Sunday, May 5, 2013
From Amazon: "In Beatrice Prior’s dystopian Chicago world, society is divided into five factions, each dedicated to the cultivation of a particular virtue—Candor (the honest), Abnegation (the selfless), Dauntless (the brave), Amity (the peaceful), and Erudite (the intelligent). On an appointed day of every year, all sixteen-year-olds must select the faction to which they will devote the rest of their lives. For Beatrice, the decision is between staying with her family and being who she really is—she can’t have both. So she makes a choice that surprises everyone, including herself.
"During the highly competitive initiation that follows, Beatrice renames herself Tris and struggles alongside her fellow initiates to live out the choice they have made. Together they must undergo extreme physical tests of endurance and intense psychological simulations, some with devastating consequences. As initiation transforms them all, Tris must determine who her friends really are—and where, exactly, a romance with a sometimes fascinating, sometimes exasperating boy fits into the life she's chosen. But Tris also has a secret, one she's kept hidden from everyone because she's been warned it can mean death. And as she discovers unrest and growing conflict that threaten to unravel her seemingly perfect society, she also learns that her secret might help her save those she loves . . . or it might destroy her."
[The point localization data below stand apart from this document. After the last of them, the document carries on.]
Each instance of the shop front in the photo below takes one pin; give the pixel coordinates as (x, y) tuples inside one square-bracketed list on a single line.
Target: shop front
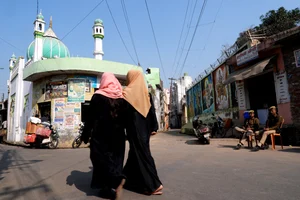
[(261, 82)]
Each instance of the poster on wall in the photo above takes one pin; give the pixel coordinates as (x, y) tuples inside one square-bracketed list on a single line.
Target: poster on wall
[(240, 89), (281, 85), (74, 108), (197, 99), (297, 57), (12, 104), (59, 105), (221, 90), (76, 90), (56, 90), (190, 103), (207, 94), (69, 120), (92, 81)]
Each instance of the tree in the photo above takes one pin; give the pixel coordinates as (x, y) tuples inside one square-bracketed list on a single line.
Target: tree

I'm writing this review several weeks after finishing the book, so I'm struggling a little to remember the details. I liked the book, I never got bored with it (it's very action-y), I generally liked the protagonist (Tris), and I believed the post-apocalyptic Chicagoland world enough to suspend disbelief. It got dark in spots, and I appreciated it for that, as well as for showing that a teenage couple in love can actively decide to wait to have sex. I just wish the characters had been a tad more realistic, and that the ending hadn't been quite so quick. I imagine the sequels to this book basically continue the ending, but I would rather there have been more time given to this book's ending on its own. Without giving away too much, I had a little beef with Tris' mother about giving her life for no good reason towards the end too; it didn't jive with everything else that had happened. It also wasn't clear why certain characters needed to die plot-wise... other than the author maybe feeling she had too many characters to deal with. Which stinks. Tris also gets irritating sometimes in that she really never acts selfless, the binding characteristic of the faction in which she grew up, which was disjunctive.
Long story short: It's very exciting (sometimes violent) and not a half-bad book, but don't expect it to make you think very hard.